Yes the room is the second most important A/V component (after speakers).  Congrats on coming to this realization.  But what issue/probalem are you trying to solve?  Most room related sonic issues are bass related.

Suggest reading Floyd Toole's "Sound Reproduction" 3rd edition the consummate audiophile guide to learn how speakers/subs behave in-room.  It the book Toole points out that virtually every room has bass peaks/dips (up to 30 dB! which we acclimate to but is still "wrong") and his solution is to use carefully distributed subs (3 or 4) around the room.  With your setup all the bass is generated from the end of the room you'll get huge peaks and dips.  The analogy he gives is moving your hand slowly back and forth in a shallow bathtub of water and watching the waves hit the end, then bounce back until they hit the next wave where they'll either double up, cancel, or otherwise interfere with each other. 

So recommend reading his book first, then measure the room via Room Eq Wizard (REW) or Dirac with a calibrated USB microphone.  You'll probably find peaks/dips at 73 and 98 Hz based on your primary room dimensions.  Diffusion can't help (those nasty laws of physics limit the effect based on the depth of the panel and the size of sound waves down to roughly 1100 Hz).  So move/add subs, then add absorption treatments.  I have (10) GIK 244 panels, (6) are full range and (4) are limited (bass) range.  Frankly they're much more effective in other rooms than my near ideal room (8ft x 13ft x 21ft) with (3) subs.  The limited range panels are straddle the front corners with the others at first wall reflection points. 
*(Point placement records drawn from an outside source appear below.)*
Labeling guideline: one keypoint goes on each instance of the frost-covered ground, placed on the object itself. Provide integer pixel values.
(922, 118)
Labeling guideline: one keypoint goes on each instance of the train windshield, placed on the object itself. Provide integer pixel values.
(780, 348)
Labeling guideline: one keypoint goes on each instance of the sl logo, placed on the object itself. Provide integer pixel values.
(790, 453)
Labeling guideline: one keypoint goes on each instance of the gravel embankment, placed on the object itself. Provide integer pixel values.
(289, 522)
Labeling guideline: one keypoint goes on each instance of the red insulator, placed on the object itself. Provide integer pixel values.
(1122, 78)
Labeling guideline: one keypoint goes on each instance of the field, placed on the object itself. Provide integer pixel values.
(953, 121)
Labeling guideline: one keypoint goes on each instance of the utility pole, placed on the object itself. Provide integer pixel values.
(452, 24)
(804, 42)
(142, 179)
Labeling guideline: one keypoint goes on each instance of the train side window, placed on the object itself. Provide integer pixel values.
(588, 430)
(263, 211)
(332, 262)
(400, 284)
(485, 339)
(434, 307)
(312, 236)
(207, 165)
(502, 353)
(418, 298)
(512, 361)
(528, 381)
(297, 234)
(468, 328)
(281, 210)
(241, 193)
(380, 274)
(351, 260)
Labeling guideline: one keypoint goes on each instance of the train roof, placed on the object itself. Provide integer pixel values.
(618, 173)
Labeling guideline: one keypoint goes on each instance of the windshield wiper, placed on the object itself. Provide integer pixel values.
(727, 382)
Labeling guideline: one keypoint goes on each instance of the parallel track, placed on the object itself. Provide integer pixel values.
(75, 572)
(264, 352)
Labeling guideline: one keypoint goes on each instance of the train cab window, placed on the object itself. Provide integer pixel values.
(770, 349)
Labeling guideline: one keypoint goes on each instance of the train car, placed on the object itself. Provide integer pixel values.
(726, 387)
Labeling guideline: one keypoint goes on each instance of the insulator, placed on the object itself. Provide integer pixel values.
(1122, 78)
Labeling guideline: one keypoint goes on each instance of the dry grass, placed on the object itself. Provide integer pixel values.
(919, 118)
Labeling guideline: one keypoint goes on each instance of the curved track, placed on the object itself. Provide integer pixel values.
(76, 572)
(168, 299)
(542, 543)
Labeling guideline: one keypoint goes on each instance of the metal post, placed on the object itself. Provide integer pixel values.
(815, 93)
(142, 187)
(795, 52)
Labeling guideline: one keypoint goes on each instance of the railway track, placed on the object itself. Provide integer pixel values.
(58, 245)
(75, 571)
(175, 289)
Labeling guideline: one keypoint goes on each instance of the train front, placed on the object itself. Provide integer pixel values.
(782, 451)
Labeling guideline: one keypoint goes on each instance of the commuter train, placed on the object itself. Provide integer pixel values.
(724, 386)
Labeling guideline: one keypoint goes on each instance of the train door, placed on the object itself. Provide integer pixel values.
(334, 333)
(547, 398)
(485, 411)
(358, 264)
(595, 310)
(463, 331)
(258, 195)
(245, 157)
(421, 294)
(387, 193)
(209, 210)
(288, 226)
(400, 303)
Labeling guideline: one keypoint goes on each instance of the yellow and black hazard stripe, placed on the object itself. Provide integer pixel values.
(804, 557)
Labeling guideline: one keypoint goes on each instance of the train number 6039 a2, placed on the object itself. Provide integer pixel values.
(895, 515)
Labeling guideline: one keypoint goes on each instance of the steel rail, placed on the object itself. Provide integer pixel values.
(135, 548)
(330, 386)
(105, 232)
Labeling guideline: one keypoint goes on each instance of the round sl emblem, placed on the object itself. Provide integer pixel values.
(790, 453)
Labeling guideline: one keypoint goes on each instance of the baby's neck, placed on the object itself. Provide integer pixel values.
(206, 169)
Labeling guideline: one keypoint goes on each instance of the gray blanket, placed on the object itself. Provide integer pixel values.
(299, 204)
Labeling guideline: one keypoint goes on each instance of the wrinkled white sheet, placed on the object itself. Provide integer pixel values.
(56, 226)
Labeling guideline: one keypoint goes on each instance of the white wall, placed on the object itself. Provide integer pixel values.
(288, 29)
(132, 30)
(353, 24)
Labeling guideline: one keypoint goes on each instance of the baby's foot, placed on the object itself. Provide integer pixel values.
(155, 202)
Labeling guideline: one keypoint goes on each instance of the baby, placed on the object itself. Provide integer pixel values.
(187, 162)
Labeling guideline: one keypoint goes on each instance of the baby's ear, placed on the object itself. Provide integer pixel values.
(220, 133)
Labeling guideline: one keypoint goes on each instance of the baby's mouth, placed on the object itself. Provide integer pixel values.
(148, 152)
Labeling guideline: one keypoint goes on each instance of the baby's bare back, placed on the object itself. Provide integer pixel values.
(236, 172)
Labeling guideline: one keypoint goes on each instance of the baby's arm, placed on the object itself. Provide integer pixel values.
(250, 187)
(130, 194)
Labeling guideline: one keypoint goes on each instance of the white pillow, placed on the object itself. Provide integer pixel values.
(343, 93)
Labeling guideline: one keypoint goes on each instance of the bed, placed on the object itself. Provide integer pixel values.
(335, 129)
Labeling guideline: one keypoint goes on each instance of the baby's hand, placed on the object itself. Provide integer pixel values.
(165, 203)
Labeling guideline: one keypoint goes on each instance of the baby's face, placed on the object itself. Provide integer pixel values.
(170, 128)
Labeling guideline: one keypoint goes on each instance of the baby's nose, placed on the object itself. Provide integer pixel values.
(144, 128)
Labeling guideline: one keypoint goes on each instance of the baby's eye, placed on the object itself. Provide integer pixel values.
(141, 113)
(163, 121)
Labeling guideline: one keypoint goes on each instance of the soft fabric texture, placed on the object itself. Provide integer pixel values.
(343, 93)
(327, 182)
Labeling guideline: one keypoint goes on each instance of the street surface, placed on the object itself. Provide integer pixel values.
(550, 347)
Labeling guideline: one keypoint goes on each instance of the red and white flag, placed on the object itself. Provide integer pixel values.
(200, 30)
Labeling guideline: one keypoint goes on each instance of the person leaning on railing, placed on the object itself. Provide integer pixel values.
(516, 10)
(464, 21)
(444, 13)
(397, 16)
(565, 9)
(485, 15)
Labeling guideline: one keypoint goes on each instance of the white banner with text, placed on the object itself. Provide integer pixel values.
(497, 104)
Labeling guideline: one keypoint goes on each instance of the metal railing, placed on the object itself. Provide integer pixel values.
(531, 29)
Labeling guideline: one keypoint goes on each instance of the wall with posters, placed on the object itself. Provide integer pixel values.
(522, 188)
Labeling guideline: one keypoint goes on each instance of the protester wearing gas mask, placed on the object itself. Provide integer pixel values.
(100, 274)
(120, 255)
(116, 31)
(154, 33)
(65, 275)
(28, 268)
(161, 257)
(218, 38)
Finally tweak with REW/Dirac but realize that physical issues are best dealt with via physical means.  Using room correction software is analogous to the room being like a balloon.  Squeezing it to get the right response at one location will cause it to bloat out everywhere else.  And be sure to avoid trying to boost narrow dips as they can't be heard anyway and the boost (say 20 dB) requires 100 times the wattage (those nasty laws of physics again) which can easily cause your amp to clip and damage your speakers/subs.


Re: First Venture into Room Treatments...
« Reply #2 on: 19 Apr 2020, 03:18 pm »
Good pics!  That's a nice space for adding acoustical treatments--Simple box-shaped room.  Easy access to the corners.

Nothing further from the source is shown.